On this day in 1848, Young Irelander Fr John Kenyon exhorted a large crowd that had gathered in Templederry to gather arms for revolt against British rule.
Kenyon, an ardent Nationalist and one of the Young Irelander’s most vocal insurrectionists, was suspended from his clerical functions some weeks later.
John Kenyon was born at Thomond Gate, Limerick city in 1812. He was ordained in 1835 and by 1839 was curate in Kilmore Parish near Nenagh. A strong supporter of the temperance movement, in May 1841 he addressed a large meeting in honour of Fr Theobald Mathew at Toomevara. In December 1842, he was appointed curate of Meenagh parish, now known as Templederry. His lively personality, keen intellect, and eccentrically playful wit made him a popular local figure.

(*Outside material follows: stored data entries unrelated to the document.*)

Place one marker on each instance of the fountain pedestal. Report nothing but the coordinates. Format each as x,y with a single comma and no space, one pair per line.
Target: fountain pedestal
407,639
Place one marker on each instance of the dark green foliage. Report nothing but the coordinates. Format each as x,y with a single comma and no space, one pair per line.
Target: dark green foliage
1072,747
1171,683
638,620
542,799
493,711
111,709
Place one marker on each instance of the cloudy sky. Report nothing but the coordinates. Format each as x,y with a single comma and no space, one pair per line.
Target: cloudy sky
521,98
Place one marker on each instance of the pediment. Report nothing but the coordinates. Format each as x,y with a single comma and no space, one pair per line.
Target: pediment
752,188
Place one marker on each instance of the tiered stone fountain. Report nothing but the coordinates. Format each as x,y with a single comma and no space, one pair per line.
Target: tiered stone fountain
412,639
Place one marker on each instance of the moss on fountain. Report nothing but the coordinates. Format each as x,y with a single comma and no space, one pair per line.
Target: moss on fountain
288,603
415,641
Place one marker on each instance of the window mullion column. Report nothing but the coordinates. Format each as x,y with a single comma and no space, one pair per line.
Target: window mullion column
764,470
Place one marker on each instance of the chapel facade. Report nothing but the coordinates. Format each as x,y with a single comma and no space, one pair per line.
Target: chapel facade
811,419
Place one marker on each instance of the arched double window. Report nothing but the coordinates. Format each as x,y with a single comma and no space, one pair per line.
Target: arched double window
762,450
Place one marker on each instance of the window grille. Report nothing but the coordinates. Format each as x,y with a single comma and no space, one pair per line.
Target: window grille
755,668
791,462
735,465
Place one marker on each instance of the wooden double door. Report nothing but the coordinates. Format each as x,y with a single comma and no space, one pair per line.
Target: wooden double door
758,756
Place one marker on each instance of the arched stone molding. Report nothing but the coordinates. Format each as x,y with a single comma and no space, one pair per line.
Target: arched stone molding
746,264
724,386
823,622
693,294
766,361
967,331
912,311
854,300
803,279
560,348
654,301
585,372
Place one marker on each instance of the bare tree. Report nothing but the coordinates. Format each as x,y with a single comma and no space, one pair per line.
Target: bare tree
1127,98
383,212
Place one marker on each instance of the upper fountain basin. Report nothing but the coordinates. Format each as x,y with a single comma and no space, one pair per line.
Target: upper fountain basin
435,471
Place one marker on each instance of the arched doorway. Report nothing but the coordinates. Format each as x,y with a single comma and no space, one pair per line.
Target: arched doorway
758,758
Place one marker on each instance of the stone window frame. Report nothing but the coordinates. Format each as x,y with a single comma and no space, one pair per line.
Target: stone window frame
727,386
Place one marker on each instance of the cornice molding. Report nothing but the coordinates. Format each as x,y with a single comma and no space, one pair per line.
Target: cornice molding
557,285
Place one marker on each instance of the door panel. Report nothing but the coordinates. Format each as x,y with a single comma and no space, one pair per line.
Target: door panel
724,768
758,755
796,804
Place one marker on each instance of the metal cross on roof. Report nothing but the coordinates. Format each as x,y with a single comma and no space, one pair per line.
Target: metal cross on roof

A staunch nationalist, he joined the Repeal Association in 1843 and identified with the Young Ireland party. He was much valued by the Young Irelanders as one of their few well-known clerical supporters. He was critical of Daniel O’ Connell and his reliance on ‘moral force’, which he dismissed as ‘this filthy caricature of virtue – this vile profanation of holy patriotism’. Kenyon, writing in The Nation newspaper, shocked nationalist opinion by describing O’Connell shortly after his death in 1847 as an unprincipled huckster ‘who patronised liars, parasites, and bullies’ and whose death ‘was no loss whatever’ to Ireland. Unsurprisingly this caused come controversy amongst O’Connellites and Kenyon’s presence in Limerick shortly afterwards provoked a riot from which he had to be rescued.
In that same newspaper the previous year, Kenyon had published a lengthy article stating his opposition to unconditional pacifism. Kenyon gravitated towards confederate extremists such as John Mitchel, who became a close friend, and from February 1848 wrote regularly for Mitchel's revolutionary United Irishman. After his speech in Templederry in April 1848, he was suspended by Bishop Kennedy of Killaloe and told that he would only be reinstated if he swore not to take the initiative in any rebellion. It seems that Kenyon accepted these terms and in July of that year, he refused to assist John Blake Dillon and Thomas Francis Meagher plan for a rebellion when they visited Templederry.
His Young Ireland colleagues showed surprisingly little ill-will towards him for his failure to match words with deeds, and afterwards he was, despite everything, popularly regarded as the ‘patriot priest’ of 1848. Kenyon later maintained that had the rising been properly organised he would have readily joined, and persuaded his parishioners to do likewise.
Post 1848, Kenyon was still involved in nationalist politics but his relationship with the IRB, which had been founded by James Stephens, was poisoned when he was replaced as speaker for the graveside oration at Thomas Clarke Luby’s funeral. Moreover, Kenyon dismissed what he saw as the futility of revolutionary struggle without the intervention of friendly foreign powers, maintaining that the Irish people had shown themselves incapable of achieving their own freedom in 1848.
Kenyon was made Parish priest in Templederry in 1860. He died in 1868 and is buried in Templederry. Charles Gavan Duffy wrote of him: ‘He was a man greatly, but unevenly gifted. With more worldly wisdom he might have been a Swift; with more spirituality and fidelity he might, perhaps, have been a Savonarola’.